Position often denoting worship, respect, or submission. A strong knee symbolically implied a man with strength of faith and purpose, and thus bowing the knee indicated submission to a superior. The knee was bowed before a king, a ruler, a governor, or God. Genesis 41:43 describes the people who were kneeling before Pharaoh and Joseph. Kneeling in reverence before the Lord was common (Is 45:23; Rom 14:11; Phil 2:10). In a time of famine, when the Israelites turned away from the Lord, those who remained faithful were described as “all the knees that have not bowed to Baal” (1 Kgs 19:18, rsv; see Rom 11:4).

As firm knees represented strength, so smiting those knees represented the destruction of power (Dt 28:35). Isaiah pleaded with the Lord for the strengthening of weak knees (Is 35:3). References to weak or feeble knees were generally used to show a lack of firmness of faith (Jb 4:4; Heb 12:12) but could sometimes refer to failing health (Ps 109:24). Ezekiel referred to those who had knees “as weak as water” (Ez 7:17; 21:7).

Kneeling before the Lord was a posture representing worship (Ps 95:6) and also prayer (Dn 6:10). Christ himself knelt to pray in the garden of Gethsemane (Lk 22:41), and Peter, Paul, and Stephen all did the same (Acts 7:60; 9:40; 20:36; 21:5). Solomon knelt in prayer and supplication before the Lord (1 Kgs 8:54), and even on one occasion had a scaffold built so that he could climb up and be seen by the whole congregation of Israel kneeling before the Lord (2 Chr 6:13).

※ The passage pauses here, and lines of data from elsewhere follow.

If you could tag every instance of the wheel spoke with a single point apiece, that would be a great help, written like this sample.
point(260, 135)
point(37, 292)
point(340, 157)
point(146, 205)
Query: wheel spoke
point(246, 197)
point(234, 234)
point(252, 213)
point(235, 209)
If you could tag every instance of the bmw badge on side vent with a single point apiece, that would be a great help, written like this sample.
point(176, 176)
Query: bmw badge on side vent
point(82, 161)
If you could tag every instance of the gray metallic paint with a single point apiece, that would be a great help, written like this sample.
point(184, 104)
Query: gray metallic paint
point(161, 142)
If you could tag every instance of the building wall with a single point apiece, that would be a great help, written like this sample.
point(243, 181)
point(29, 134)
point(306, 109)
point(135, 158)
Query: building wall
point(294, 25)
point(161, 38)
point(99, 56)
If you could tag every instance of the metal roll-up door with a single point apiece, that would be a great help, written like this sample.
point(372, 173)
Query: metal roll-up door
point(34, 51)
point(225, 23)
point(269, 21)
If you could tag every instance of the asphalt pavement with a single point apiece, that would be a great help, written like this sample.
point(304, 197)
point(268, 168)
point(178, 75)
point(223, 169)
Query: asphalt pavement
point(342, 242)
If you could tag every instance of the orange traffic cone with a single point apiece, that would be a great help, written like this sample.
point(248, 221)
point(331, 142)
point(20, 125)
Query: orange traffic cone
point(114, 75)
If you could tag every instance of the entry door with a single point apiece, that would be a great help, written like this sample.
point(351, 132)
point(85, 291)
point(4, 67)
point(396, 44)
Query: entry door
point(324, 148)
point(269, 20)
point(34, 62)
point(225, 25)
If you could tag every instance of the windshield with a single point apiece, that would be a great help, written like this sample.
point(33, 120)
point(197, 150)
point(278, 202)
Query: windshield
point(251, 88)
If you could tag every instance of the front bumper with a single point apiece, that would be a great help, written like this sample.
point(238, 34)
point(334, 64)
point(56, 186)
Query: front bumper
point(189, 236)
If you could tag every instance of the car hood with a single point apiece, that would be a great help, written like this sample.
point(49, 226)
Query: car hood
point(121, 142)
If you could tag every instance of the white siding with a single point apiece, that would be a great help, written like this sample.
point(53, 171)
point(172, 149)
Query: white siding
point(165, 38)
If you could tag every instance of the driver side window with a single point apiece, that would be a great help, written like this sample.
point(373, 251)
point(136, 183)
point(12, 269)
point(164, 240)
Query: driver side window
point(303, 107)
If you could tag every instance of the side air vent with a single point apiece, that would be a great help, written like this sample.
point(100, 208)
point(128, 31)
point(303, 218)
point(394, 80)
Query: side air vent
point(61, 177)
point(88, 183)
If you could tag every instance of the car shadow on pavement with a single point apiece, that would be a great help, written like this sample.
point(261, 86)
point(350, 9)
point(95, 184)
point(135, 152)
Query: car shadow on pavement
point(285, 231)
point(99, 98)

Some knelt in penitence, as Ezra did at the evening sacrifice (Ezr 9:5) and as Peter did when begging the Lord’s forgiveness for his lack of faith and trust (Lk 5:8). Those who were beseeching the prophet Elijah knelt before him as God’s representative (2 Kgs 1:13), and many came kneeling and begging the Lord for healing (Mt 17:14; Mk 1:40). Daniel knelt in wonder and awe before an angel (Dn 10:10), and a sign of Belshazzar’s fear was that his “knees knocked together” (Dn 5:6). In the NT a regal and patient Christ is subjected to the taunting and mockery of the soldiers who knelt before him and sarcastically cried, “Hail, King of the Jews” (Mt 27:29; Mk 15:19).